Britain’s Museums One Step Ahead- Again
I recently wrote about museums admissions policy here in the United States and how I believe that museums should move towards the model that has been adopted in Britain and is having a trial run in France, that is making museums, especially art museums, free. Tyler Green of Modern Art Notes echoed some of my sentiments, citing comments from the director of the Museum of Modern Art (MOMA) in New York City to the effect that they were noticing a downturn in attendance of 20- and 30-year-olds. Both Green and I are not shocked at this revelation considering it costs $20 to get in the door at MOMA.
Today’s Sunday Chicago Tribune had an article relating again directly to this issue of further involving 20- and 30-somethings in the cultural landscape and their cultural heritage. According to the article, some London museums are participating in a late night programs, events that mix culture with standards of evening entertainment. As the author of the article, John Lee, put it: “It’s 9 p.m. at London’s cavernous old Natural History Museum, and I’m leaning against a marble column, beer in hand, under the watchful eye of a giant fossilized fish.”
This got me thinking. I know that monied corporations, or even parents, can rent out the Field Museum for a corporate event or a birthday sleepover, so why not have late night modeled after the British? The thought of sipping a Goose Island 312 under the Field’s Tyrannosaurus Rex, Sue, sounds pretty fun and certainly unique. Chicagoans are rightly proud of their cultural institutions like the Field Museum, the Shedd Aquarium and the Art Institute, we also spend more money per-capita on alcohol, by far, than any other city in the U.S. so why not try out a late night program that makes these institutions a fun, social place to hang out? Everyone needs a break from the omnipresent plasma TVs, blasting music, and unremarkable decor that plagues so many bars, making the name the only thing different about each one.

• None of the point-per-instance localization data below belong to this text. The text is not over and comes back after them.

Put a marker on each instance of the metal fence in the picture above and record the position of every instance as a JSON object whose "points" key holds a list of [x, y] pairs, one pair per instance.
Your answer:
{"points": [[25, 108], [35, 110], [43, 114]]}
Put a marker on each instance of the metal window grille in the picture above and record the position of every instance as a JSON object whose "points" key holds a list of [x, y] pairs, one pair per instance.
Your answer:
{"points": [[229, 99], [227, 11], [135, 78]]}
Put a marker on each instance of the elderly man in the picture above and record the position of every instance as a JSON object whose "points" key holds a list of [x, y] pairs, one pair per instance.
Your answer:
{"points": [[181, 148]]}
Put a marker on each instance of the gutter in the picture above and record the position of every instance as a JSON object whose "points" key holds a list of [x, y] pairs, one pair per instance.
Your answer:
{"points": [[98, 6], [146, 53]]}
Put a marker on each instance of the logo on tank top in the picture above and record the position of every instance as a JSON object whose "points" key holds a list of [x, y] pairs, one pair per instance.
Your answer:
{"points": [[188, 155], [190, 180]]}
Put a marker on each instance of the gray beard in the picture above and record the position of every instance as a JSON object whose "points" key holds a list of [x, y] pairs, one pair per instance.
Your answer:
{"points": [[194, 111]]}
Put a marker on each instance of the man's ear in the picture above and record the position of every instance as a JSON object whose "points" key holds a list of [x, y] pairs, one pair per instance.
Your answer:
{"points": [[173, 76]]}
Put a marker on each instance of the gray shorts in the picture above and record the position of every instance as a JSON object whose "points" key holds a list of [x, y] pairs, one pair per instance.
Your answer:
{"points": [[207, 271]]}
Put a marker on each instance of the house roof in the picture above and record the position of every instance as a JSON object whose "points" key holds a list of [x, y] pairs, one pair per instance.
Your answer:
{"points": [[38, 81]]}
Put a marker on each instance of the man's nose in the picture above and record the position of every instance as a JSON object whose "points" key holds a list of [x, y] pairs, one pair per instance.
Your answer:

The Museum of Contemporary Art (MCA) already has a program like this in place, their First Fridays. On the first friday of each month, the museum stays open until 10 at night and has live entertainment, a cash bar and free hors d’oeuvres, well, free with the $15 admission (or $10 in advance, $7 for MCA members). The MCA is also realizing its potential as a meeting place for singles as well, as they have “the world’s only iMac G5 digital dating bar,” whatever that is. Regardless, the MCA is on the right track of bringing more people into the museum and showing that it can be an active, vibrant, community meeting place. Lowering or eliminating the cover charge would only assist this goal.
Chicago is far at the forefront of the three major American cities (LA, New York, Chicago) in its museum admission policies. While most museums offer free or discounted admission times (usually underwritten by a corporation, since the federal government long ago checked out of financing), Chicago has the Museum Passport, available at all Chicago Public Libraries (these are given out first-come, first-served, though). Chicago also experimented with free admission during the entire month of February for several museums. We’re on the right track, let’s keep opening the doors of our cultural institutions.